來到 python 世界，可以看到，使用了 rank 來作為引數，而 rank 是每個 worker 唯一的，這樣就保證了 worker ID 唯一，從而訊息 id 唯一。

    def init_rpc(
        name,
        backend=None,
        rank=-1,
        world_size=None,
        rpc_backend_options=None,
    ):
			dist_autograd._init(rank) # rank是全域性唯一

我們把這些邏輯關係總結下來：

worker_id = rank;

container.worker_id_ = worker_id;

container.next_autograd_message_id_ = static_cast<int64_t>(worker_id) << kAutoIncrementBits

然後 next_autograd_message_id_ 內部遞增。

int64_t DistAutogradContainer::newAutogradMessageId() {
  // Check for overflow into workerId_ section.
  TORCH_INTERNAL_ASSERT(next_autograd_message_id_ < max_id_);
  return next_autograd_message_id_++;
}

所以，AutogradMessageId 是全域性唯一的。我們用圖例來看看：

+----------------------------------------------------------------------------------------+
| worker                                                                                 |
|                       +-------------------------------------+                          |
|                       | DistAutogradContainer               |                          |
|                       |                                     |                          |
|                       |                                     |                          |
|              init()   |                                     |                          |
|      rank +--------------+----> worker_id_                  |                          |
|                1      |  |                                  |   newAutogradMessageId() |
|                       |  +----> next_autograd_message_id_+------------------+          |
|                       |                                     |          2    |          |
|                       +-------------------------------------+               |          |
|                                                                             |          |
|                                                                             |          |
|                                                                             |          |
|                                                                             |          |
|                     +---------------------------------------------------------------+  |
|                     | getMessageWithAutograd                                |       |  |
|                     |                                                       |       |  |
|                     |                                                       v       |  |
|                     |                                                               |  |
|                     |   AutogradMetadata autogradMetadata(contextId(), MessageId()) |  |
|                     |                           4                           3       |  |
|                     |                                                               |  |
|                     +---------------------------------------------------------------+  |
|                                                                                        |
+----------------------------------------------------------------------------------------+

為了看看 autogradContextId 為什麼可以保證唯一，我們需要先分析 DistAutogradContainer 和 DistAutogradContext。
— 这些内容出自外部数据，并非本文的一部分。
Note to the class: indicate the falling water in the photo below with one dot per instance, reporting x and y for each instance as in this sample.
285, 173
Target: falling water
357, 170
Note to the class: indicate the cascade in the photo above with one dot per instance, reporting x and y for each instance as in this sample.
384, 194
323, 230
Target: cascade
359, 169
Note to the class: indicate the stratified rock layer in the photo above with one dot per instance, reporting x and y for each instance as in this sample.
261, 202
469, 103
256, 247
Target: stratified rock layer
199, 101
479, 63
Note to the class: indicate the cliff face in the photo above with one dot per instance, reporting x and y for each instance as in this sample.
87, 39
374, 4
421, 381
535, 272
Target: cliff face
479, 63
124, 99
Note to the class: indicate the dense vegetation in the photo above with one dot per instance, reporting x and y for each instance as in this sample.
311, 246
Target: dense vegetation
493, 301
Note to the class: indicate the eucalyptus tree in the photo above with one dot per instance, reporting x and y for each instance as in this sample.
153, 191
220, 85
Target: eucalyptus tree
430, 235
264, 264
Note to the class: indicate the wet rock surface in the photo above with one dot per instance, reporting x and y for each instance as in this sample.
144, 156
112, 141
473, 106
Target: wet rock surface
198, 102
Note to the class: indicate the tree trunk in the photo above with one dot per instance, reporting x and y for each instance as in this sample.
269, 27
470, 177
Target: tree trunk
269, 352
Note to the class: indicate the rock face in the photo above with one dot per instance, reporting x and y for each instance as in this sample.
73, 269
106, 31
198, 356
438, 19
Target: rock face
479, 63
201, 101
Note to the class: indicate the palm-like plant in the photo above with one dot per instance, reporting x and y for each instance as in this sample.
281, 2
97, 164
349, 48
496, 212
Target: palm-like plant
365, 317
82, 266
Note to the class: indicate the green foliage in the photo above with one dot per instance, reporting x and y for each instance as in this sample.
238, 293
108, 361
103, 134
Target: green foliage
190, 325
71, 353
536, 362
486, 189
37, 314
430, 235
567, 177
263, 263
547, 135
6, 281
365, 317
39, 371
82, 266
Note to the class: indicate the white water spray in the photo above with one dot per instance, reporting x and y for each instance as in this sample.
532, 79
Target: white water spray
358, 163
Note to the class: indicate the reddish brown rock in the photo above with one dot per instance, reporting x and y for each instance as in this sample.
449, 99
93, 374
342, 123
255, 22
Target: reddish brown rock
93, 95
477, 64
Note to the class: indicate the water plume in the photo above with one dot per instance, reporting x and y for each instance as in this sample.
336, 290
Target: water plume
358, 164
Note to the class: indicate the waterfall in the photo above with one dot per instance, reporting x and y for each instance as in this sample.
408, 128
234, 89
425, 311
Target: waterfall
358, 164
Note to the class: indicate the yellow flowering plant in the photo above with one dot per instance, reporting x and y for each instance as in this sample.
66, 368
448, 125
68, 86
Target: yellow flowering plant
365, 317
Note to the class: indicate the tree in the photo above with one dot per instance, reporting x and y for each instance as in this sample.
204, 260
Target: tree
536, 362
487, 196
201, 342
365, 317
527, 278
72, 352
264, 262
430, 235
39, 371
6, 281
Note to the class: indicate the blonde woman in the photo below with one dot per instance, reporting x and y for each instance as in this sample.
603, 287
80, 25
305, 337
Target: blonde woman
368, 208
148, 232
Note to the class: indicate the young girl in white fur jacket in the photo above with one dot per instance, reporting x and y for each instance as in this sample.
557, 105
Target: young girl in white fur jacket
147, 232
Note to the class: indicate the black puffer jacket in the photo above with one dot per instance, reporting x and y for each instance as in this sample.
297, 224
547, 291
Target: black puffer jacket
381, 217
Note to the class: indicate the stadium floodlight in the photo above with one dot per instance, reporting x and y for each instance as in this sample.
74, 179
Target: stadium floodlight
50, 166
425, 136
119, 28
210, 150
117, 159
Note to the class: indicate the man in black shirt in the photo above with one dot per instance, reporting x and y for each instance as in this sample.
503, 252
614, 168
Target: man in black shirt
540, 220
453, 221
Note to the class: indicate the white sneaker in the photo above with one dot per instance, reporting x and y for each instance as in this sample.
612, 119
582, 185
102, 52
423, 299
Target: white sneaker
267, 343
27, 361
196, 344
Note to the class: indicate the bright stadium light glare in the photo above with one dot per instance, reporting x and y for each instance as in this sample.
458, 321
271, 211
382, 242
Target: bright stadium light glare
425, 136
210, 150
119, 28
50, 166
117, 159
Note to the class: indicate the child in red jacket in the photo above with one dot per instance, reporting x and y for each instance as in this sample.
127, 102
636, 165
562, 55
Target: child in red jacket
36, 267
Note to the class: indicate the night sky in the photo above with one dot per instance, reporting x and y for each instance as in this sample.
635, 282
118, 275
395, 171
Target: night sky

0x03 DistAutogradContainer

每個worker擁有唯一一個單例DistAutogradContainer，其負責：

對於每一個自動微分過程儲存其分散式上下文。
一旦這個自動微分過程結束，就清除其資料。

每個自動微分過程被賦予一個唯一的 autograd_context_id。在每個容器中，這個微分過程的上下文(DistAutogradContext) 依據這個autograd_context_id 來唯一確認。autograd_context_id 是一個 64 bit 的全域性唯一id，前 16 bis 是 worker_id，後 48 位是在每個worker內部自動遞增id。所以可見，一個Container 之中，是有多個Context的。

此容器還負責維護全域性唯一的訊息id，用來關聯傳送/接收自動微分函式對。格式類似於autograd_context_id，是一個64位整數，前16位是工作者id，後48位是worker內部自動遞增的。

因為訊息 id 和上下文 id 的前16 位是 worker_id，也就是 rank id，再加上後48位內部自增，所以可以保證訊息 id 和上下文 id 全域性唯一。

3.1 定義

DistAutogradContainer 定義如下，其中：

worker_id_ : 本 worker 的 ID，其實就是本 worker 的 rank。
next_context_id_ ：自增的上下文ID，用來給每個自動微分過程賦予一個唯一的autograd_context_id。在一個傳播鏈條上，其實只有第一個節點的 DistAutogradContainer 用到了 next_context_id_ 來生成 Context，後續節點的 DistAutogradContainer 都是依據第一個 DistAutogradContainer 的 context id 資訊來在本地生成對應 context id 的 Context。
next_autograd_message_id_ ：維護全域性唯一的訊息id，用來關聯傳送/接收自動微分函式對。此變數是在本節點發送時候會使用到。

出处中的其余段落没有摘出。